All of lore.kernel.org
 help / color / mirror / Atom feed
From: luoxuanqiang <xuanqiang.luo@linux.dev>
To: Kuniyuki Iwashima <kuniyu@google.com>
Cc: edumazet@google.com, davem@davemloft.net, kuba@kernel.org,
	kernelxing@tencent.com, netdev@vger.kernel.org,
	Xuanqiang Luo <luoxuanqiang@kylinos.cn>
Subject: Re: [PATCH net] inet: Avoid established lookup missing active sk
Date: Wed, 3 Sep 2025 15:54:41 +0800	[thread overview]
Message-ID: <3ca7ad52-bfd6-4619-abef-93bf5be3969c@linux.dev> (raw)

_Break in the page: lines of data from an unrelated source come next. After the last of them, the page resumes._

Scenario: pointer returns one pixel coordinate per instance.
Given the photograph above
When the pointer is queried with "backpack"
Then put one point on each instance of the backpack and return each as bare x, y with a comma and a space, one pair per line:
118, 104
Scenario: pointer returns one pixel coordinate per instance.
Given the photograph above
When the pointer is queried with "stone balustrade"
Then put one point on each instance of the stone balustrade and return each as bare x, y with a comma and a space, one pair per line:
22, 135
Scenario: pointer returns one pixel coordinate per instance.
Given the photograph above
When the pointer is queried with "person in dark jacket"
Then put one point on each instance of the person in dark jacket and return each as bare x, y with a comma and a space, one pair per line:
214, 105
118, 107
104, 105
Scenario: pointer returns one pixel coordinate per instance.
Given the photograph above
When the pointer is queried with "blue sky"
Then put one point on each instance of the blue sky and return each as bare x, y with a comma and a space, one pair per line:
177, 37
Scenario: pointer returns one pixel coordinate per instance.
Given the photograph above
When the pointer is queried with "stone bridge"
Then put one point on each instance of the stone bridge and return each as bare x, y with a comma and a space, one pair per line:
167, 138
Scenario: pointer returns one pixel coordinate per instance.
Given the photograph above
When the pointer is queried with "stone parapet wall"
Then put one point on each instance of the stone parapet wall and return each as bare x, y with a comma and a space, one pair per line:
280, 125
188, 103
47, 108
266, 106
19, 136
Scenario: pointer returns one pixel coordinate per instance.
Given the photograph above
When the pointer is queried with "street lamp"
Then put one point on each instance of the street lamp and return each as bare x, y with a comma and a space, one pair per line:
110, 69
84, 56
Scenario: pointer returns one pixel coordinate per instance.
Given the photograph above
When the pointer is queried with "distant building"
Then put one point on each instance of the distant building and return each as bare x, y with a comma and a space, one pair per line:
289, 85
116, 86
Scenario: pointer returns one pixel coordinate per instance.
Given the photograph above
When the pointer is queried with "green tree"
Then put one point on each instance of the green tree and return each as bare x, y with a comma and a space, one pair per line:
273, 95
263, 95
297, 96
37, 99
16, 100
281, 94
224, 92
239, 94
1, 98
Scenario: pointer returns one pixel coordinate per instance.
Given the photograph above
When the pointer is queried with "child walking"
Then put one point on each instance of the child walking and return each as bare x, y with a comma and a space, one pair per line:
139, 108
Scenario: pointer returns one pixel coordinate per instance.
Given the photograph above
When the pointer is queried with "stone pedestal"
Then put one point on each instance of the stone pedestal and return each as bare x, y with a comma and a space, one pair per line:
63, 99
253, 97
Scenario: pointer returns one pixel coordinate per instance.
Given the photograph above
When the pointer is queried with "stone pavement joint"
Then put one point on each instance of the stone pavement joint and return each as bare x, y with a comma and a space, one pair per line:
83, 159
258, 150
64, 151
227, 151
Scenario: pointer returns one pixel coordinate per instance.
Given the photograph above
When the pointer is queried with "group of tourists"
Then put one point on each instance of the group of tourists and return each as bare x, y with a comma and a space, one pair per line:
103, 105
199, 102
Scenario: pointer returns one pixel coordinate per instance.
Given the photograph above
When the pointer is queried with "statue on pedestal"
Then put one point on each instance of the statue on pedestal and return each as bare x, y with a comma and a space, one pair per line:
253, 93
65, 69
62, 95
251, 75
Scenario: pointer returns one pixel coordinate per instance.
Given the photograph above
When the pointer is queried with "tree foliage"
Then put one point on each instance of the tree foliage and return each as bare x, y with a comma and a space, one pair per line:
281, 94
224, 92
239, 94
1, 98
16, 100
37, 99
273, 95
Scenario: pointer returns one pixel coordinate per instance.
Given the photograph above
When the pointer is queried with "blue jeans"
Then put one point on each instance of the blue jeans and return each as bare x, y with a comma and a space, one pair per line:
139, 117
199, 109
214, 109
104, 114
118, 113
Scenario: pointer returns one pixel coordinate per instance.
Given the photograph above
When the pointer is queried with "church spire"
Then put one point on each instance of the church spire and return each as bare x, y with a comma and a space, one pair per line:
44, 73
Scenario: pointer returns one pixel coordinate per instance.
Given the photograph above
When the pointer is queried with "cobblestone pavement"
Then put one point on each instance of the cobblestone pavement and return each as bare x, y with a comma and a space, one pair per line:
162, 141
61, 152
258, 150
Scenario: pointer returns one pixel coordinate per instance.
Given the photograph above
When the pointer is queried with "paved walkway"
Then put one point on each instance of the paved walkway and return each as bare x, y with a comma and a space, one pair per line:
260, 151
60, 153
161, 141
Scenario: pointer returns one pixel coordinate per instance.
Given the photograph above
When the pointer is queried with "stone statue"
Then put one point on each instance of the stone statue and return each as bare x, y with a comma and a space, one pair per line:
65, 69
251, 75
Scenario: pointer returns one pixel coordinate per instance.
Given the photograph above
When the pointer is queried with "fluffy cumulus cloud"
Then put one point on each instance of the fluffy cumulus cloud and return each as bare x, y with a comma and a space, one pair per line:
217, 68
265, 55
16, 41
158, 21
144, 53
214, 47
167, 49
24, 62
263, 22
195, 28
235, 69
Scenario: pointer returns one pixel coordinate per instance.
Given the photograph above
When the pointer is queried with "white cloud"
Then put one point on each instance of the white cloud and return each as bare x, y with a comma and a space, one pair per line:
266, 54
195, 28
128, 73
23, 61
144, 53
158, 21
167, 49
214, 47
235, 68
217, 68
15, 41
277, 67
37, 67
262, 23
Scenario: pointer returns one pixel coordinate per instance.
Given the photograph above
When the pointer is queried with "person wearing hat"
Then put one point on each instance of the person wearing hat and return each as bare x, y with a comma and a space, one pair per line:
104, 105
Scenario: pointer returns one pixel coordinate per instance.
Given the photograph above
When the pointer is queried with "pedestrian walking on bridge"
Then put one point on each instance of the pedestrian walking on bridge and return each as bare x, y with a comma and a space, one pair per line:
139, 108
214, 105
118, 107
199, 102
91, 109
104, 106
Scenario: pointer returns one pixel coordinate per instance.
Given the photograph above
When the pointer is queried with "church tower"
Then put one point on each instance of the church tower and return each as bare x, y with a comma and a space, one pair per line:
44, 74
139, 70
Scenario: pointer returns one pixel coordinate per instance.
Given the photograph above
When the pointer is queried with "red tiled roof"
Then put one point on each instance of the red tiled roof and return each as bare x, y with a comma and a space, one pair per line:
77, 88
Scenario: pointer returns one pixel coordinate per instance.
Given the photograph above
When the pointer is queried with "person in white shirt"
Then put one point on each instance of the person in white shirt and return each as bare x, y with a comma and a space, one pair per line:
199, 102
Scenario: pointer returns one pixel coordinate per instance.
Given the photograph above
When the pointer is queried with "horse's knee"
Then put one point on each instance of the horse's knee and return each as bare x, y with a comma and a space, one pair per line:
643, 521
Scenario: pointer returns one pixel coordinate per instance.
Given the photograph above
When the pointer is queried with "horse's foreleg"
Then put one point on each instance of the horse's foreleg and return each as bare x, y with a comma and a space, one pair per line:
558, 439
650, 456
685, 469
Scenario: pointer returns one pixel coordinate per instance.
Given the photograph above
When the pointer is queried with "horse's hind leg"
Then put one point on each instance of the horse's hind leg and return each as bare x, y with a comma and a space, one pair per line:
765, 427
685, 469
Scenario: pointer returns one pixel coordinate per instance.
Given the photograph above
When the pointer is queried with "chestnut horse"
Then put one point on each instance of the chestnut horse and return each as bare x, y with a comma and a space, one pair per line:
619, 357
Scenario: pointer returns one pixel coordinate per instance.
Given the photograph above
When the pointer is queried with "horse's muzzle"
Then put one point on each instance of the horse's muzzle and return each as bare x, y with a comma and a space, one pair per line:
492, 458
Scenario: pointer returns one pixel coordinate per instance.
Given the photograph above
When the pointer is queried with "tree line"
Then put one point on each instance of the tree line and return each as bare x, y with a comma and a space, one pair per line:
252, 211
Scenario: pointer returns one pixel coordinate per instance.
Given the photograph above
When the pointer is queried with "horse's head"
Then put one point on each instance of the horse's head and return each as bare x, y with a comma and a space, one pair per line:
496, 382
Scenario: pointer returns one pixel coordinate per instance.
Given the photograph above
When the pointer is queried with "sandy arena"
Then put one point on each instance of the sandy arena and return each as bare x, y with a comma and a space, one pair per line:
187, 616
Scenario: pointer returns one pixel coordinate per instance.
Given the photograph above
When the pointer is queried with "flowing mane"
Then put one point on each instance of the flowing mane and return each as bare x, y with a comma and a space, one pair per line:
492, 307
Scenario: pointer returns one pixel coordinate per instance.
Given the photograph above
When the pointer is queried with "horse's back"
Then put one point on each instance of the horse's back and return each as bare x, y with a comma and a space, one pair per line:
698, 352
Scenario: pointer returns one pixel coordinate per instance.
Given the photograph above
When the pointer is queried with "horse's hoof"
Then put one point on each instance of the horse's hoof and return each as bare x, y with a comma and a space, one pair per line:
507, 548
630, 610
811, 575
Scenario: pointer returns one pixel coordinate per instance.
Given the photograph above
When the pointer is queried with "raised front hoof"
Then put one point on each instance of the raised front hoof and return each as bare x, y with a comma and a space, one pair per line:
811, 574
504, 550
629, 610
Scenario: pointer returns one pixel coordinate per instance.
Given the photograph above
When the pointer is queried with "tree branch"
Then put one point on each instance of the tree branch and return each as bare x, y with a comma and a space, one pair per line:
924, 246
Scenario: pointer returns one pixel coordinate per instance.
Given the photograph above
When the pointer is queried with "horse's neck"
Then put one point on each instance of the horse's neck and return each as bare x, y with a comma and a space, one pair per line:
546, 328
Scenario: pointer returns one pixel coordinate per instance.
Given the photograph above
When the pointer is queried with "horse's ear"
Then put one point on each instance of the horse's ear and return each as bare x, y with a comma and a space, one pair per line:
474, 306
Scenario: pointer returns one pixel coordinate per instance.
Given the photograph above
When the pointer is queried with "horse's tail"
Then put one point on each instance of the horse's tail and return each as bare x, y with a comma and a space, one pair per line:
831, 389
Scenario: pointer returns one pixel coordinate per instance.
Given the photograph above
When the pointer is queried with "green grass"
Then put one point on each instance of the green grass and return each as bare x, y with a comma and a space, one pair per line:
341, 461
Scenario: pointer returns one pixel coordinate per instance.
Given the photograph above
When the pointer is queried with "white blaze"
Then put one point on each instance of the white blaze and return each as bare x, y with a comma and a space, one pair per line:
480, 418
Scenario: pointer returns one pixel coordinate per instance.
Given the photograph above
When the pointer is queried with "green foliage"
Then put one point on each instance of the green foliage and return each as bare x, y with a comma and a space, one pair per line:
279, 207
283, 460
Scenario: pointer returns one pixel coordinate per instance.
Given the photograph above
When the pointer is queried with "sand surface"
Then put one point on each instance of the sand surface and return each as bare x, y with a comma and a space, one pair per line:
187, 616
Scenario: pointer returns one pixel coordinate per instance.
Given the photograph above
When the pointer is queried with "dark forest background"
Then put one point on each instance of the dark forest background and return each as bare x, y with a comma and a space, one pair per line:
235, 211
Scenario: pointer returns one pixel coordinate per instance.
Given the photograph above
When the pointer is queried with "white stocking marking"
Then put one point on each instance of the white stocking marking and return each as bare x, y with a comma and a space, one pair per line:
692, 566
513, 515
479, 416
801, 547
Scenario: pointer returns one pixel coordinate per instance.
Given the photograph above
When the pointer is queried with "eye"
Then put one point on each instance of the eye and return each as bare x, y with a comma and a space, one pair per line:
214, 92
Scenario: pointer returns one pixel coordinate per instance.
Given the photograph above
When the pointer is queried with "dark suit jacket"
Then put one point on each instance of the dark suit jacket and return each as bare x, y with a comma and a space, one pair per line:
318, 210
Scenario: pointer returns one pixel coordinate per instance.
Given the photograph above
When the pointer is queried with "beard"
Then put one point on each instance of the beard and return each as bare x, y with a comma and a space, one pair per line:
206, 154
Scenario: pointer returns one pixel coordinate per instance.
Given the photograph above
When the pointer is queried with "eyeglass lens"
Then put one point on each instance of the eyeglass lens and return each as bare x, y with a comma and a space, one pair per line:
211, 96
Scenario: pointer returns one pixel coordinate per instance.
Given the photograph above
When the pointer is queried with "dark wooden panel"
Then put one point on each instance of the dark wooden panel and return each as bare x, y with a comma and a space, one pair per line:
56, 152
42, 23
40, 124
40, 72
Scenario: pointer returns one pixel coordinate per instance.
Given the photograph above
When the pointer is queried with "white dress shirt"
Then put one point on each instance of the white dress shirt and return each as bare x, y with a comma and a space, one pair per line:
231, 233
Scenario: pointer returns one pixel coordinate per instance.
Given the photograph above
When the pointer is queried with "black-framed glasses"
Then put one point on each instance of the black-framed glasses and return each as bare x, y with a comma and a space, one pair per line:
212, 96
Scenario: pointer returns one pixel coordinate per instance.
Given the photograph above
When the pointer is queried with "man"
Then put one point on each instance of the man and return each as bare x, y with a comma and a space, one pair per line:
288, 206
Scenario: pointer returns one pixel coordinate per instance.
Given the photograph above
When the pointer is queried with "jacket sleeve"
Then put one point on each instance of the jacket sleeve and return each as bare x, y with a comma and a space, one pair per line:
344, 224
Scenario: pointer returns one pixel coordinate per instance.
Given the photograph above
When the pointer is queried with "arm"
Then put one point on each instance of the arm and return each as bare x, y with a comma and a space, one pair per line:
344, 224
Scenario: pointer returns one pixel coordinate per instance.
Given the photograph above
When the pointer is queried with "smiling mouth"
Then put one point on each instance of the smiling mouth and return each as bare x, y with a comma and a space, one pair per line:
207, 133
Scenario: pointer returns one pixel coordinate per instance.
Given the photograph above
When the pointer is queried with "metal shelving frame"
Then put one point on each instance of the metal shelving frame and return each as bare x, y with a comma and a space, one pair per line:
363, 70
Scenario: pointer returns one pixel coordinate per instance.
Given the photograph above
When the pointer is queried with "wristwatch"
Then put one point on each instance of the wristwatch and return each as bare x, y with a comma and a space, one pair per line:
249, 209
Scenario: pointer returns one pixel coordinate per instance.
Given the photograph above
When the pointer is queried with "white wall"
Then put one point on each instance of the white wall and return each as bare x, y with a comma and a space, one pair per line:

In-Reply-To: <CAAVpQUDZFCYNMQ08uRLu388cmggckzPeP=N7WncFyxN-_hgaMw@mail.gmail.com>


在 2025/9/3 13:48, Kuniyuki Iwashima 写道:
> On Tue, Sep 2, 2025 at 10:16 PM Kuniyuki Iwashima <kuniyu@google.com> wrote:
>> On Tue, Sep 2, 2025 at 7:45 PM Xuanqiang Luo <xuanqiang.luo@linux.dev> wrote:
>>> From: Xuanqiang Luo <luoxuanqiang@kylinos.cn>
>>>
>>> Since the lookup of sk in ehash is lockless, when one CPU is performing a
>>> lookup while another CPU is executing delete and insert operations
>>> (deleting reqsk and inserting sk), the lookup CPU may miss either of
>>> them, if sk cannot be found, an RST may be sent.
>>>
>>> The call trace map is drawn as follows:
>>>     CPU 0                           CPU 1
>>>     -----                           -----
>>>                                  spin_lock()
>>>                                  sk_nulls_del_node_init_rcu(osk)
>>> __inet_lookup_established()
>>>                                  __sk_nulls_add_node_rcu(sk, list)
>>>                                  spin_unlock()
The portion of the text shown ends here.